The BCPL is a joint venture with its main promoter GAIL (India) Limited owning 70% of equity participation. The Government of Assam, Numaligarh Refinery and Oil India each holds 10% equity stake.

The board of directors of the company includes representatives from all of its four stakeholders. It consists of chairman and managing director of the GAIL Manoj Jain as its chairman, managing director of the BCPL Reep Hazarika, finance director Pruthiviraj Dash, six directors including Advisor to Government of Assam R. K. Dutta, Commissioner and Secretary to Government of Assam (Industries and Commerce Department) K. K. Dwivedi, Deputy Secretary (Ministry of Petroleum and Natural Gas, Government of India) Kapil Verma, Managing Director of Numaligarh Refinery S. K. Barua, Executive Director of OIC–GAIL Pata M. V. Ravi Someswarudu and Director (Finance) of OIL India Harish Madhav and charted accountant Saumitra Sarkar as an independent director.

== Production ==
A dual feed cracker complex of the BCPL produces different types of petro-products and polymers including ethylene, propylene, Linear low-density polyethylene, high-density polyethylene and polypropylene.
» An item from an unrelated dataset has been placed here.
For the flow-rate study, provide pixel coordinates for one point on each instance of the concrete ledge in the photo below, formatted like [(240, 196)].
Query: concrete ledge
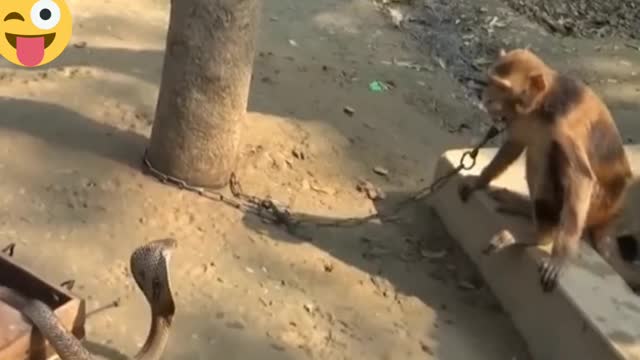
[(591, 315)]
The company proposed expansion in production by setting up a second stage production unit for hydrogenated pyrolysis gasoline and one for 1-Butene. The Pollution Control Board of Assam conducted a public hearing in this regard under the supervision of the Dibrugarh district administration on 28 December 2020 for issuing environment clearance.

== COVID-19 pandemic ==
The BCPL has also been affected by the ongoing worldwide COVID-19 pandemic with some of its employees tested positive and treated for the viral infection. Its chief manager Manab Jyoti Dowerah died of the infection in April 2021. However, the company successfully managed to operate in the financial year 2020–21 achieving even 106% capacity utilisation with a turnover of ₹2819 crore. It produced 2.86 lakh metric tonnes of polymers and 60,145 metric tonnes liquid hydro-carbons during this period. The company committed ₹1.5 crore for the capacity expansion of the emergency department of Assam Medical College to support the hospital for its attempt to tackle the surge in COVID-19 cases.